Firstly, there’s the pre-Ramadan preparation. Reduce your caffeine habit, preferably a few days before you start fasting so you don’t crave your cup of java during the day. Try to do the optional fasts on Monday and Thursdays (or any day that suits your lifestyle). This will help you get into the Ramadan vibe. Overall, start eating less, especially during the daytime. Or you could have an early morning breakfast and eat lightly during the day then have a full meal at dinner time.
Next, during Ramadan, it is important to make a serious conviction to follow the Ramadan routine. Wake up before dawn, have the pre-dawn breakfast (suhoor) and perform the dawn prayers (fajr). This routine must be ingrained in your mind, body and soul. It is common to have a boost of faith during the early days of Ramadan. The spiritual energy is vibrant and you feel that it is easy to meet Ramadan head on. Then, we may get weak and lose our conviction. We may get lazy and tell ourselves that we have another 3 weeks or so to get back on track. It is best to stay the course and be moderate.
Reduce sodium in your diet, especially during suhoor. This will help to reduce your urge to drink throughout the day. Extreme foods should be avoided as well.
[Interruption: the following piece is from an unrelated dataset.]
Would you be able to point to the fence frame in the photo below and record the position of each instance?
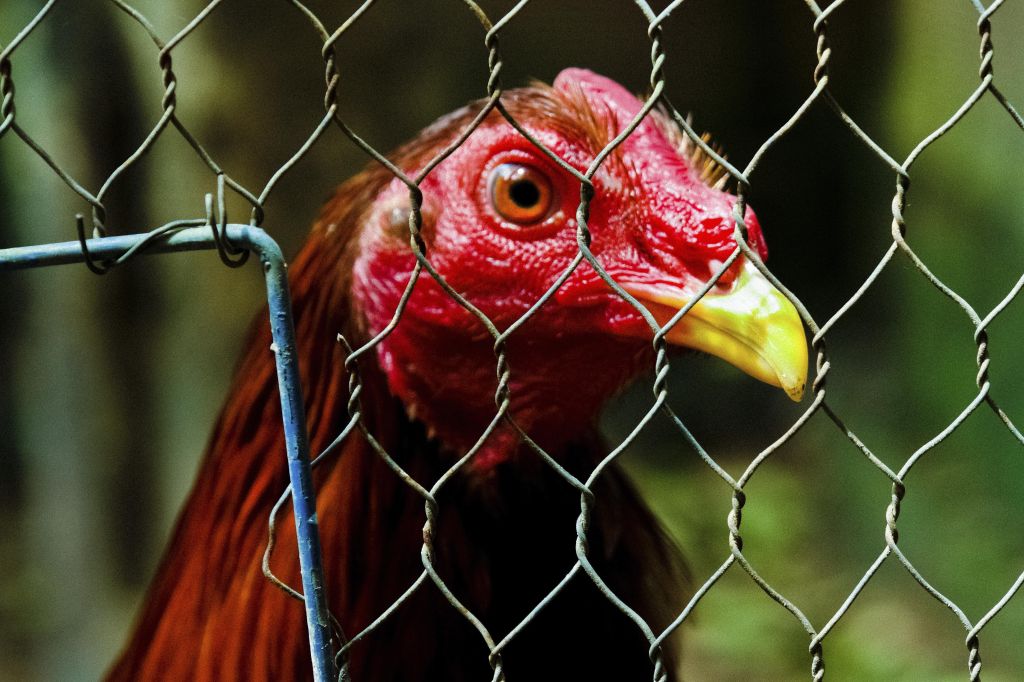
(293, 412)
These include super spicy dishes (again to reduce the urge to drink after suhoor), high sugar content (to avoid the ‘crash and burn’ feeling), fatty foods and anything else that normally disagrees with you. Try to include foods that have high fiber content (for easy digestion) and that are ‘filling’. It’s important to eat ‘complex carbohydrates’ as they break down slowly. These include grains and seeds like barley, wheat, oats, millet, semolina, beans, lentils, wholemeal flour, and unpolished rice. Lots of fruits and vegetables are not only healthy but also provide a good balance to your meals. These will help sustain yourself until you break your fast. If you are already taking multi-vitamin supplements, don’t stop. Check with a health advisor if you plan to start a new multi-vitamin supplement. Don’t look far to find a vital health supplement. Dates are abundant throughout the year and especially during Ramadan. Dates are known to provide a wide range of essential nutrients and potential health benefits. Another important tip: hydrate! Drink lots of water in the night and before dawn. During suhoor, remember that coffee and tea are known to be diuretics. This could cause you to lose fluids faster.
Don’t binge. Having an empty stomach during the day and then gorging yourself at night can cause lethargy and other gastrointestinal discomforts. The last thing you need is a sloth-like behavior at night and then you miss the precious dawn breakfast.
Bonus tip: meet the community. In the Bay Area, there are few mosques that prepare iftar (dinner to break the fast) for singles. The Muslim Community Association and South Bay Islamic Association conduct daily iftar sessions for singles. Many mosques also hold community iftar sessions on weekends. Meeting the community has numerous benefits including hearing about recipe tips, community events and hopefully some iftar invites!